The popular theory is that the nickname for the Academy Award of Merit (as the statuette is officially known) was coined by Academy Award librarian and future Director of the Academy of Motion Picture Arts and Sciences Margaret Herrick. The story goes that when Herrick first saw the statue in 1931, she said that it looked like her Uncle Oscar. According to Emanuel Levy, author of All About Oscar: The History and Politics of the Academy Awards, columnist Sidney Skolsky was there when Herrick said this and would later write that, “Employees have affectionately dubbed their famous statuette ‘Oscar.’”

While the first documented use of “Oscar” as the nickname for the statuette was made by Skolsky—in a 1934 New York Daily News article—there doesn’t seem to be any evidence that Skolsky was actually responsible for the above quote. Skolsky, in his 1975 memoir Don’t Get Me Wrong, I Love Hollywood, claimed he first used the nickname referencing a classic vaudeville joke line, “Will you have a cigar, Oscar?” in an attempt to mock the Academy Awards:

"It was my first Academy Awards night when I gave the gold statuette a name. I wasn’t trying to make it legitimate. The snobbery of that particular Academy Award annoyed me. I wanted to make the gold statuette human. ... It was twelve thirty when I finally arrived at the Western Union office on Wilcox to write and file my story. I had listened to Academy, industry, and acceptance talk since seven thirty ... There I was with my notes, a typewriter, blank paper, and that Chandler feeling. You know how people can rub you the wrong way. The word was a crowd of people. I’d show them, acting so high and mighty about their prize. I’d give it a name. A name that would erase their phony dignity. I needed the magic name fast. But fast! I remembered the vaudeville shows I’d seen. The comedians having fun with the orchestra leader in the pit would say, “Will you have a cigar, Oscar?” The orchestra leader reached for it; the comedians backed away, making a comical remark. The audience laughed at Oscar. I started hitting the keys ... “THE ACADEMY awards met with the approval of Hollywood, there being practically no dissension … The Academy went out of its way to make the results honest and announced that balloting would continue until 8:00 o’clock of the banquet evening … Then many players arrive late and demanded the right to vote … So voting continued until 10 o’clock or for two hours after the ballot boxes were supposed to be closed … It was King Vidor who said: “This year the election is on the level” … Which caused every one to comment about the other years … Although Katharine Hepburn wasn’t present to receive her Oscar, her constant companion and the gal she resides with in Hollywood, Laura Harding, was there to hear Hepburn get a round of applause for a change…” During the next year of columns, whenever referring to the Academy Award, I used the word 'Oscar.' In a few years, Oscar was the accepted name. It proved to be the magic name."

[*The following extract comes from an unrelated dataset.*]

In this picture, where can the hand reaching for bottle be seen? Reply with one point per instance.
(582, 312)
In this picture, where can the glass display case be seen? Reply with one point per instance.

"Mouse's Return," a September 11, 1939 article in TIME magazine, seems to back up Skolsky’s above claim, stating:

"This week Sidney Skolsky joined the growing stable of writers that Publisher George Backer is assembling for his New York Post. Hollywood thought Publisher Backer had picked the right horse, for Skolsky is one of the ablest columnists in the business (he originated the term “Oscar” for Academy Awards) and by far the most popular …"

Though Skolsky has actual evidence to back his claim, his assertion that he coined the nickname is still slightly in doubt. Many claim that during Walt Disney’s Academy Award acceptance speech for Three Little Pigs in 1934—the same year Skolsky first covered the Awards—Disney referred to the statuette his little "Oscar," which was supposedly an already well-established nickname for it within the industry. The term Oscar was commonly used as a mocking nickname for the Academy Award (as Skolsky claims he used it), but in this theory, Walt Disney was supposedly the first in the industry to publicly use the name in a positive light.

Perhaps Herrick really did think the statuette resembled her uncle. Or maybe Skolsky really did come up with the moniker (whether he did or not, he certainly helped popularize it). In the end, nobody really knows why the Academy Award statuette is called an Oscar.

The idea for the design of the Academy Award statuette was thought up by MGM director Cedric Gibbons. His idea was to have a knight gripping a sword while standing on a film reel. Sculptor George Stanley was then hired to create the actual statuette based on this design idea. The first Academy Awards ceremony was held on May 16, 1929 in the Blossom Room of Hollywood's Roosevelt Hotel. The nickname Oscar wasn’t officially adopted for the statuette by the Academy until 1939.

Incidentally, the Academy states that the five spokes on the film reel the knight is standing on signify the original five branches of the Academy: writers, directors, actors, producers, and technicians.